The Waihao Forks Hotel is home to New Zealand’s most unusual war memorial and is remembered every Anzac Day with flowers and prayers. Ted D’Auvergne grew up on a farm at Waihao Forks, a small settlement in South Canterbury. On the 19th September 1939, Ted enlisted with the New Zealand Army as part of the 27th Machine Gun and Infantry Battalion. He had just three months before being shipped overseas. Before the train left for the Burnham Military camp near Christchurch, Ted decided to have a few beers with friends and family at the Waihao Forks Hotel. He left an extra bottle of his favourite brew, Ballins XXXX ale with the publican asking him to keep it aside and he would drink it on his return. Sadly, Ted never claimed his bottle as he died in battle among the vineyards of Crete on the 2nd June 1941, aged 35.

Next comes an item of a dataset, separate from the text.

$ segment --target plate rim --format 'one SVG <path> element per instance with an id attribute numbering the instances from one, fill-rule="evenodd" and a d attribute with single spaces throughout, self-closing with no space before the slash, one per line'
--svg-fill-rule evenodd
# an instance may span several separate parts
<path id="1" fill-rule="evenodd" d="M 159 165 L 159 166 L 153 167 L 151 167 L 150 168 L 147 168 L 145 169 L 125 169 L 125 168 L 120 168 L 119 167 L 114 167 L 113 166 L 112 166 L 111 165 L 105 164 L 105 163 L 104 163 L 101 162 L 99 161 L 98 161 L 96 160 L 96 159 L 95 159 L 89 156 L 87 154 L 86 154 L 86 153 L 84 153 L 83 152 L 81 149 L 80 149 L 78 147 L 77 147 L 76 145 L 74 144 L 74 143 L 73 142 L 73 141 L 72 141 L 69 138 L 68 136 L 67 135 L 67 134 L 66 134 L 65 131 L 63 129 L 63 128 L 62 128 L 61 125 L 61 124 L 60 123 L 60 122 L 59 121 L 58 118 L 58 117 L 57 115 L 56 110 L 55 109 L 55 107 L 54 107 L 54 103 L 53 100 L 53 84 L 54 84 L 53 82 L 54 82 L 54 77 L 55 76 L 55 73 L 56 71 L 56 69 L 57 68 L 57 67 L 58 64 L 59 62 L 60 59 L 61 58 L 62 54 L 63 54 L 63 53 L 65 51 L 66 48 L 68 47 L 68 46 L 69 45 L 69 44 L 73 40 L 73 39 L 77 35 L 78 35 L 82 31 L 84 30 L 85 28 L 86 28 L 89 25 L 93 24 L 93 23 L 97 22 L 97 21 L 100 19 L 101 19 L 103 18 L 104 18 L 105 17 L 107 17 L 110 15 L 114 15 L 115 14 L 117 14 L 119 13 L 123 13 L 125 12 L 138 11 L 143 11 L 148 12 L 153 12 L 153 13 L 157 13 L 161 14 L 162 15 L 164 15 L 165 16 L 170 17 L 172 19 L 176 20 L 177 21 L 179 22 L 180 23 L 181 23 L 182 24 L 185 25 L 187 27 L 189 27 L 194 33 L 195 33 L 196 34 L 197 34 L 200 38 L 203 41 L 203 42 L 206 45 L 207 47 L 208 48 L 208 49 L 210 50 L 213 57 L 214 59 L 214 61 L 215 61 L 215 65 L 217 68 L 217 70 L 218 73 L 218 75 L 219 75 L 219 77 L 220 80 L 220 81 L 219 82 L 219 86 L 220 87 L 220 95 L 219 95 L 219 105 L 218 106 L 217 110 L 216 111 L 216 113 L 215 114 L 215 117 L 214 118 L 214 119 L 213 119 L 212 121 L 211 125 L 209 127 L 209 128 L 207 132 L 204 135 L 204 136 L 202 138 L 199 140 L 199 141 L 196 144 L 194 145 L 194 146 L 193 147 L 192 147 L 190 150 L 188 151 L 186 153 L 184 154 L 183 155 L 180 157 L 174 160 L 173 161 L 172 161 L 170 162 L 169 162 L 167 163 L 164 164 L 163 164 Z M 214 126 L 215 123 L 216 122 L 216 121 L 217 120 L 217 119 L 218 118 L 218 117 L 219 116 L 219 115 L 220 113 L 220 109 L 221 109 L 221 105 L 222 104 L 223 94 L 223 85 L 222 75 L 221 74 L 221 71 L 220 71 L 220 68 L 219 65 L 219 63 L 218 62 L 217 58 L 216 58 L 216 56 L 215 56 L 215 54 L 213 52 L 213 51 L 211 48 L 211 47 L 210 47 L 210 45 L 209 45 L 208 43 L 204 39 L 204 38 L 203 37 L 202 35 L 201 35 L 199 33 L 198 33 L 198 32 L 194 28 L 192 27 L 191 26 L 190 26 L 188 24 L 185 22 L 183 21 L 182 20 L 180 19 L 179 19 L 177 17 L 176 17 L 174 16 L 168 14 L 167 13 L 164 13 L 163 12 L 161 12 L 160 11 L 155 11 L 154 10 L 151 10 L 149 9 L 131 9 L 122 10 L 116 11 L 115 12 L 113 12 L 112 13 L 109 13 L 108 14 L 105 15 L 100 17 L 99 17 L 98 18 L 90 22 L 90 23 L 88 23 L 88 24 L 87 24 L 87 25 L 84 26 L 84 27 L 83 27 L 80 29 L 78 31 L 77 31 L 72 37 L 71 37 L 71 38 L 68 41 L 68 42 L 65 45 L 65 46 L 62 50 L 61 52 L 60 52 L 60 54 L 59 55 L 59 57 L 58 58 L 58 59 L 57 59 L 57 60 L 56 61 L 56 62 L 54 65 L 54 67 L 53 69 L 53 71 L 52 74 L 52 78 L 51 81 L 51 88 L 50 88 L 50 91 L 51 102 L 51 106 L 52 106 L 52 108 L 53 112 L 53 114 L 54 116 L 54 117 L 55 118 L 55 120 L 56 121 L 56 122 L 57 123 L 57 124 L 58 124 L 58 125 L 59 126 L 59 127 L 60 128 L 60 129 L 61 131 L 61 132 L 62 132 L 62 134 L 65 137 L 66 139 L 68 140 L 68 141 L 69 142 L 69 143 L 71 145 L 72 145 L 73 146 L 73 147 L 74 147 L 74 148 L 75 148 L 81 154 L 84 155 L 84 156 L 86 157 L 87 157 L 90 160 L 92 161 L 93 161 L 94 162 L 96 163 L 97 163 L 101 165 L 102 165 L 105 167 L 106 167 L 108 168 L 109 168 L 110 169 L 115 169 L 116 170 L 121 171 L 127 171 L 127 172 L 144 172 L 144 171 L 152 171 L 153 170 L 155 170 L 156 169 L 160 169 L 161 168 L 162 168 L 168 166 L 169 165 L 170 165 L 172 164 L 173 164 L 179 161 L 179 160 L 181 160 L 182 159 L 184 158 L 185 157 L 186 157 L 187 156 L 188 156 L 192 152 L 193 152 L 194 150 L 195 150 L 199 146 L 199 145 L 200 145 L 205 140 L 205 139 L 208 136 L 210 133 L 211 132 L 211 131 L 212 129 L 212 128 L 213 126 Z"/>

The sad story doesn’t end there. In 1947 Ted’s father received a letter from Yakovos Kalionzakis who was only19 in 1941 when he found Ted lying in a vineyard wounded by a bullet through the chest. Yakovos managed to hide Ted from the Germans and brought him food for two days before he died. Four years after Ted died, his sister, Rita was killed by a German bomb while driving a fire engine around London.

REMEMBERING TED

In August 2020, a full-sized statue of Ted D’Auvergne was unveiled outside the Waihao Forks Hotel. He is portrayed seated with his kit bag beside him presumably waiting to start a journey that would eventually lead him to the vineyard where his life ended. At the same time, Ted’s Bottle is on display in the hotel and is an official RSA war memorial. Each Anzac Day locals gather at the pub to remember a local lad who died for New Zealand during the Second World War.

Ted’s Statue (stuff.co.nz)

Ted’s story is one of the few that has a statue to keep the story visually alive. There are other pub stories with a similar thread, with men often heading to the goldfields with the promise of returning with enough money to set up a family but never returning. In many of these cases, the body was never found leaving loved ones to ever wonder where and how their man died so the sadness is even deeper than Ted’s story.